Can predictive tools like AlphaFold be trusted in multi-million dollar drug discovery programs?

Three colourful segments of proteins, depicted in semi-transparent surface structure in green, blue and pink, nicely contrasting with a black background.

In 2024 the Nobel Prize in Chemistry was awarded to David Baker for computational protein design (namely RFDiffusion) and Demis Hassabis and John Jumper for protein structure prediction (namely AlphaFold2). These days, AI-supported drug discovery seems to be on everyone’s mind. However, there still is a lot of discord on how it is perceived. Will it really be the magic bullet to fix everything? Or is it completely overhyped and not be trusted?

How much can we really trust tools like AlphaFold?

To really understand the impact of AlphaFold in particular on the field of protein engineering, let’s go back a few years.

In 2002, I remember standing in my first year PhD confirmation meeting when a senior academic asked me “Why would you go to all the effort of solving a protein structure when you can just model it?!”.

At the time I was outraged by the question for many reasons. Primarily, because at the time I would have had to model the protein domain from a different species and a different protein, which meant I would have gone forth and generated a suite of publications and potentially drug discovery work based on assumptions. The potential to waste time and money was incredibly high.
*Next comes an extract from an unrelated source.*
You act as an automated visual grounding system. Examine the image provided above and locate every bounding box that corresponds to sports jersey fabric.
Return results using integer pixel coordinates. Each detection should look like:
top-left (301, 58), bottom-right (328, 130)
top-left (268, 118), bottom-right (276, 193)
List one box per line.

Instead, I solved the protein structure experimentally with NMR and was quite pleased with myself and felt rather vindicated, when, at the end of 3 years, I could demonstrate biologically significant differences between the ‘actual’ structure I had solved, and the ‘modelled’.

Like my peers in the field, throughout my career as a structural biologist, I learnt the physics involved in solving protein structures, how proteins like to fold, what interactions are favourable or disfavourable and details about protein dynamics and energy landscapes. It may sound crazy, but over time, and with training, it is possible to just look at a structure and predict the impact a mutation is likely to have on the protein structure.

Fast-forward to 2025, asking this same question of ‘why don’t you just model it?’ is quite a different scenario.

Initiatives such as AlphaFold make is easier than ever to model protein structures and even interactions with DNA, RNA or small molecules.

But the killer question still remains - how do we know the model is correct?

I think of AlphaFold and ChatGPT along the same lines. We all know that ChatGPT can be a bit of fun and save us time, but can produce great sounding, non-factual, nonsense. We know it is nonsense based on prior knowledge of the topic or understanding of language. With this in mind, would you trust ChatGPT to write your PhD thesis or an important email to your boss unsupervised? Probably not.

So, the big question remains, can you base a multi-million dollar drug discovery or protein engineering campaign based on the output of AlphaFold?

Well actually, yes, it is possible, but with one important caveat.

I would trust AlphaFold’s output, if the AlphaFold structures are being generated by a trained structural or computational biologist who has a deep understanding of favourable protein interactions, energy landscapes, dynamics etc. A trained eye can quickly look at an AI generated model and tell, if it is nonsense or if there is value within the predicted model. To this day no AI can replicate that knowledge and training. But machine learning models like AlphaFold can be a fantastic tool to shortcut previously lengthy experimental discovery.

A few years ago, I moved out of academic research and found myself working as a program manager with a structural biology team at a biotechnology company based in the United States. The team were charged with engineering various protein targets under the constraints of limited funding and time. To overcome these constraints, the team were able to take known structures and further refine AlphaFold models using RosettaFold2 and RosettaFold2NA from the Baker lab, to model the impact of single point mutations through to more significant changes that opened up freedom-to-operate or IP space. In one project we modelled structures with AlphaFold and for every x number of models we would also solve the crystal structure, to align the known with the predicted. This gave us extra confidence that the machine learning models were generating structures that had true value.

Ultimately, this saved the program significant time and money by reducing the resourcing required to generate and characterise multiple recombinant proteins. Rather, the team tested directly in cell lines to make meaningful interpretations of the results and move on to identification of lead molecules.

It is not clear at this stage whether tools such as AlphaFold will advance to a point where they replace the art of structure determination, but they are meaningful tools to accelerate drug discovery and protein engineering programs. Given the current state of research funding in both academic and industry environments, any tools that can provide meaningful data that enables the program to move quicker and save money is a powerful one.

Yet, only trust structures generated from tools such as AlphaFold if they are interpreted by a trained structural biologist who can assess the value of the end product (and always cross-check the content of any ChatGPT generated texts you send out….).